The following query is given in a PL/SQL procedure
.
SELECT e.data FROM extra e WHERE e.external_id in
(SELECT * FROM TABLE (p_external_ids)).
The type of p_external_ids
is create or replace type "VARCHAR2TABLE" as table of VARCHAR2(4000 CHAR)
.
Oracle inefficiently executes the query using a full table scan. Hints on query did not help and necessary indexes are in place. Replacing the SELECT *
part with hardcoded ids reduce query running time by a factor of 20
, when the number of rows in the table is 200 000.
For reference it takes about 0.3 sec to execute with SELECT * FROM TABLE
clause, and around 0.015 ms
for a single hardcoded id.
What are the suggested efficient ways (key search) to write a stored procedure to extract the data from the table for multiple ids? The provided collection type must be used to pass in the list of ids to a stored procedure.
What hints did you try? Can you post the fast and the slow query plan?
One of the general issues with using PL/SQL collections in SQL is that the CBO often guesses incorrectly at the number of elements in the collection and chooses the wrong plan as a result. It is often helpful in those cases to use the CARDINALITY hint, i.e.
SELECT e.data
FROM extra e
WHERE e.external_id IN (
SELECT /*+ cardinality(ids 10) */ *
FROM TABLE( p_external_ids ) ids
)
tells the optimizer to expect 10 elements in P_EXTERNAL_IDS.
Tom Kyte has a more in depth discussion about the cardinality hint and PL/SQL collections on askTom as well.
What is the data type of the EXTERNAL_ID column? Your collection is a collection of strings but EXTERNAL_ID tends to imply a NUMBER. Is there really a data type mismatch here?
Copying the collection into a temporary table would only be expected to help if the problem was that the optimizer couldn't get an accurate cardinality estimate when you referenced the collection but it could get an accurate estimate when you referenced the temporary table. If you are correctly specifying the CARDINALITY hint and that doesn't change performance, that would imply that the problem is not with the optimizer's cardinality estimates.
Can you post the fast and the slow query plans? Can you post the exact SQL statement you are using that includes the CARDINALITY hint (perhaps there is a syntax error)

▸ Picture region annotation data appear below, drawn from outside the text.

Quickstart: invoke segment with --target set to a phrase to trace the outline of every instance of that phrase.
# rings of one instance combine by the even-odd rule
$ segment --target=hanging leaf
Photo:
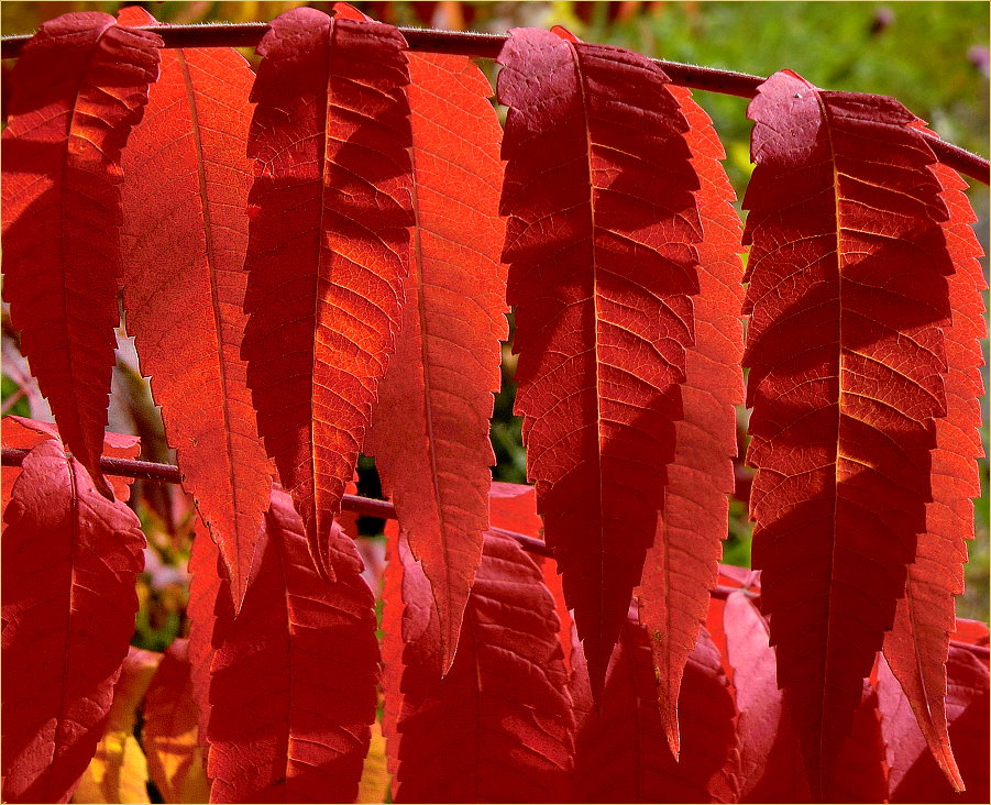
[[[269,23],[252,89],[255,158],[242,354],[258,432],[327,555],[399,328],[411,166],[405,40],[299,8]]]
[[[486,534],[454,664],[441,677],[429,583],[397,529],[387,531],[386,594],[403,594],[401,605],[387,599],[383,622],[393,800],[566,802],[574,723],[540,572],[515,540]]]
[[[54,440],[24,457],[3,521],[2,685],[18,703],[3,715],[3,800],[67,802],[128,653],[145,541]]]
[[[210,800],[190,670],[189,641],[173,640],[152,679],[142,710],[141,741],[148,773],[168,803]]]
[[[120,21],[156,24],[136,5]],[[121,189],[128,332],[152,377],[183,488],[220,545],[235,608],[271,485],[240,356],[253,79],[233,48],[163,51],[123,153]]]
[[[68,449],[100,473],[119,323],[121,148],[162,40],[97,11],[44,23],[13,73],[3,131],[3,295]]]
[[[113,687],[113,704],[97,753],[73,796],[80,803],[147,803],[148,764],[134,737],[137,708],[162,654],[131,647]]]
[[[643,56],[520,29],[499,64],[516,410],[597,693],[674,456],[698,178],[689,123]]]
[[[668,746],[679,756],[678,695],[698,625],[716,586],[734,490],[736,406],[744,401],[740,221],[736,195],[712,120],[683,87],[672,87],[691,126],[685,134],[702,187],[696,196],[704,241],[698,250],[695,344],[685,351],[684,419],[674,426],[676,449],[668,467],[663,515],[636,589],[640,622],[651,636],[661,680],[658,705]]]
[[[955,624],[954,596],[964,592],[966,540],[973,539],[972,497],[981,494],[976,456],[983,455],[979,428],[983,394],[979,339],[987,334],[981,290],[987,283],[973,228],[977,217],[964,194],[967,185],[953,170],[934,166],[950,219],[947,246],[956,266],[949,277],[951,327],[944,327],[948,371],[946,417],[936,420],[933,503],[926,505],[926,531],[918,536],[909,566],[905,597],[895,609],[894,629],[884,636],[884,657],[909,696],[918,726],[950,785],[962,791],[947,734],[946,662]]]
[[[211,802],[354,802],[375,720],[375,598],[331,531],[320,576],[288,495],[273,492],[241,613],[210,679]]]
[[[3,418],[3,446],[18,448],[20,450],[31,450],[36,444],[41,444],[45,439],[55,439],[60,441],[58,428],[53,422],[38,422],[35,419],[26,417],[4,417]],[[114,459],[135,459],[141,452],[140,439],[128,433],[103,432],[103,455]],[[14,482],[21,474],[19,466],[3,467],[3,506],[10,500]],[[121,503],[126,503],[131,497],[131,484],[134,478],[121,475],[111,475],[108,481],[113,489],[113,497]]]
[[[898,101],[783,71],[748,115],[753,565],[812,794],[828,798],[926,527],[947,212]]]
[[[412,260],[365,452],[433,589],[447,670],[488,528],[488,419],[509,334],[502,129],[470,58],[410,54],[409,78]]]
[[[955,793],[945,773],[926,748],[926,739],[916,725],[917,717],[901,685],[881,661],[878,695],[881,729],[888,746],[891,767],[890,787],[893,803],[972,802],[991,800],[988,756],[991,752],[988,731],[988,668],[971,647],[949,646],[946,691],[946,715],[954,756],[967,790]]]
[[[658,707],[650,636],[631,611],[613,654],[602,703],[592,706],[575,646],[572,691],[584,712],[570,802],[737,802],[735,707],[719,655],[701,631],[681,687],[682,752],[674,759]]]

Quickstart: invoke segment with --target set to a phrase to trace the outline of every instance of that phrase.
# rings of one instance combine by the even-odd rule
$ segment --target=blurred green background
[[[4,34],[31,33],[46,19],[68,11],[114,12],[118,2],[18,2],[0,5]],[[144,2],[163,22],[268,21],[296,5],[330,11],[331,2]],[[355,2],[370,15],[397,25],[471,29],[502,33],[519,25],[561,24],[580,37],[620,45],[659,58],[768,75],[781,68],[829,89],[890,95],[929,122],[944,139],[982,155],[989,153],[989,3],[987,2]],[[245,55],[251,55],[245,52]],[[484,60],[483,60],[484,62]],[[483,66],[494,75],[491,62]],[[4,74],[11,65],[4,63]],[[9,86],[9,81],[5,82]],[[741,98],[696,92],[726,147],[726,168],[742,196],[750,174],[750,123]],[[970,191],[978,232],[988,251],[988,188]],[[987,258],[984,261],[987,275]],[[987,354],[987,341],[984,342]],[[130,351],[129,351],[130,350]],[[16,350],[3,316],[3,413],[44,415],[44,402]],[[504,349],[504,387],[496,400],[492,437],[498,456],[495,477],[525,482],[519,420],[513,417],[515,359]],[[987,367],[984,368],[986,387]],[[124,345],[114,377],[111,428],[142,435],[143,457],[170,459],[147,384],[133,350]],[[983,440],[988,445],[984,400]],[[739,412],[740,442],[746,411]],[[749,471],[738,467],[739,498]],[[981,462],[984,495],[977,503],[977,539],[971,545],[962,617],[988,620],[988,462]],[[362,461],[362,492],[375,494],[373,463]],[[176,488],[146,484],[133,496],[147,526],[155,558],[150,561],[146,606],[139,622],[145,648],[161,649],[181,629],[184,567],[192,514]],[[376,522],[364,521],[363,530]],[[749,564],[750,523],[742,499],[731,503],[725,560]],[[373,560],[374,558],[367,556]],[[155,563],[157,562],[157,564]]]

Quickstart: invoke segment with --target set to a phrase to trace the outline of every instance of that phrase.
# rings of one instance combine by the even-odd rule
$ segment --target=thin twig
[[[268,31],[265,22],[242,22],[238,24],[208,23],[203,25],[148,25],[145,31],[154,31],[165,43],[165,47],[253,47]],[[471,31],[439,31],[434,29],[400,27],[410,51],[425,53],[450,53],[461,56],[495,58],[499,55],[505,34],[483,34]],[[30,35],[4,36],[0,40],[0,56],[16,58],[31,38]],[[651,59],[660,65],[671,80],[682,87],[703,89],[720,95],[752,98],[757,88],[766,80],[762,76],[714,67]],[[929,132],[922,132],[936,157],[947,167],[970,176],[986,185],[991,184],[991,165],[988,161],[965,148],[939,140]]]
[[[21,466],[24,462],[24,456],[29,452],[18,448],[3,448],[3,466]],[[166,484],[178,484],[181,482],[179,467],[173,464],[156,464],[151,461],[135,461],[133,459],[113,459],[104,455],[100,457],[100,468],[108,475],[121,475],[128,478],[159,481]],[[344,495],[341,499],[341,508],[344,511],[354,511],[365,517],[378,517],[383,520],[396,519],[396,508],[388,500],[375,500],[374,498],[361,497],[360,495]],[[543,540],[517,533],[516,531],[508,531],[504,528],[491,528],[489,531],[516,540],[527,553],[550,558],[554,555]],[[711,595],[714,598],[725,600],[730,593],[738,592],[741,591],[737,587],[717,586],[712,591]]]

I believe it is doing a full scan because it can't predict if the p_external_ids is going to be larger or smaller than the break even point.
What I mean:
If it costs 200 to do a single index lookup, and 100000 to do a full table scan, if you are looking up 20 values, total cost will be 4000 (less than 100000). But if you are looking up 1000 values, the total cost using the indices would be 200000.